What would it take for us to go from "bless" to Corinna?
Maybe a good MVP would be, for example, the introduction of the keyword "class" that is has a well defined behavior defined in terms of "bless", "package", and "parent". "class" would be constrained by the current vision of Corinna, as well. I am not so naive as to suggest "let's implement class then see where we're at". I am suggesting, "is there a way to implement 'class' that is a natural progression from package/bless/parent and a singular step forward?" Furthermore, does it allow us a path forward to the other "general" goals? Or something that would represent a huge improvement and opening up of options - all from a single "class" keyword.
For example, I should be able to replace the "bless" keyword with "class" with little or no changes; but with now a with a way to be even more perlish about the OOP module I am presenting.
> Third, you refer to a "kitchen single take-it/leave-it approach." I apologize because that statement is my fault. I wasn't clear in my email. We have been working for many months to strip *everything* out of the MVP that we don't absolutely need. What is presented is, given the scope of what is needed, just about the smallest change we think we can make but that will still provide the needed value. We wanted to ensure that we didn't go overboard and back ourselves in a corner by offering features that we think are right, but aren't completely sure of. It's been a couple of years of acrimonious debate, but it's not been rushed.
> Instead, we have something minimal enough, but powerful enough, that it's already being used in production by companies that appreciate OO and use it. https://www.reddit.com/r/perl/comments/nyuid5/were_starting_the_rfc_for_bringing_modern_oo_to/h1phg5z/)
I am not on reddit. I'll check this out.
> Summary: I never wanted to say this, but I need to. Perl is dying. It's time to get off our butts and do something about this, but do it in a way that doesn't break backwards compatibility. We can be timid and let it die. Or we can be bold and have a chance. Given the companies that are seeking exit strategies for Perl, I don't believe that's a false dichotomy.

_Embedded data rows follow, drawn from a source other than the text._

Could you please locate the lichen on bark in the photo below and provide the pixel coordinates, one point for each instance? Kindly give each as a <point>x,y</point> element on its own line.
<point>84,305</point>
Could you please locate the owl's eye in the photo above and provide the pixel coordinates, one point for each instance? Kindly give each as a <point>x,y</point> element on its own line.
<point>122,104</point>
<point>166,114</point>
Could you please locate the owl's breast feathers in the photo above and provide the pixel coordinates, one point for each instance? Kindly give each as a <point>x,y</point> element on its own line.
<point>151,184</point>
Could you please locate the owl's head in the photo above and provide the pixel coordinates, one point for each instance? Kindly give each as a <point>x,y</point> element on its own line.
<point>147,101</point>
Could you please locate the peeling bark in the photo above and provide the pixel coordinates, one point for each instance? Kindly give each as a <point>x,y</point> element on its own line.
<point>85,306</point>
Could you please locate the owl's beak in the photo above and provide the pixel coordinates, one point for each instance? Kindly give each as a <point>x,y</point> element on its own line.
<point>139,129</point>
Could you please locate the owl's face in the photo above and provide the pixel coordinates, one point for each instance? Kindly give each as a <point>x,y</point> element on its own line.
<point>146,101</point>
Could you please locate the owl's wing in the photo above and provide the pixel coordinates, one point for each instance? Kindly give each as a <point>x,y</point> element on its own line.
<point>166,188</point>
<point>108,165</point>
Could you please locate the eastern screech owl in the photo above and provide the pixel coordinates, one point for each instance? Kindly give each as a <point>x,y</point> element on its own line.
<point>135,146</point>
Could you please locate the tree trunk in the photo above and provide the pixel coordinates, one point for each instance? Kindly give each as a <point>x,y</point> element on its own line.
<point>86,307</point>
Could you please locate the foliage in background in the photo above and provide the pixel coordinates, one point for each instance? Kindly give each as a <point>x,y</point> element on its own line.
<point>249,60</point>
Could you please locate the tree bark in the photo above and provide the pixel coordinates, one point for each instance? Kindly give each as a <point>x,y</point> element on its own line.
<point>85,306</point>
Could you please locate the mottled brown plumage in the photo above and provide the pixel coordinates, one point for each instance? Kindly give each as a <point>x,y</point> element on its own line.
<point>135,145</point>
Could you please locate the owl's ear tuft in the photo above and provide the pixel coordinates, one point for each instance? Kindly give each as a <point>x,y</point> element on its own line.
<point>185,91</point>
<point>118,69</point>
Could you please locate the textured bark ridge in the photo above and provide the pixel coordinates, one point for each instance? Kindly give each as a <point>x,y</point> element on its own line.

I said above what I thought about this. I would suggest that things be named as clearly as possible. None of the OOP solutions in perl use clear names:
I think focusing on proving a more sufficiently power "bless" using the keyword "class" would allow sever things; but most importantly focused discussion around defining what the "means" as a standalone capability. And once this is well defined (again, in terms of bless, etc); then I think you'll find a lot of support.
The other part I think I am trying to balance is this fickle line you're walking. Go too far in one direction, and you'll find yourself with a new language an community. I don't say this to be sarcastic, I say this because "perl" will show you the way if you keep your ear to the ground and hands on the grind stone. This has happened time and again; it's about time we recognize it and try to work _with_ this dynamic.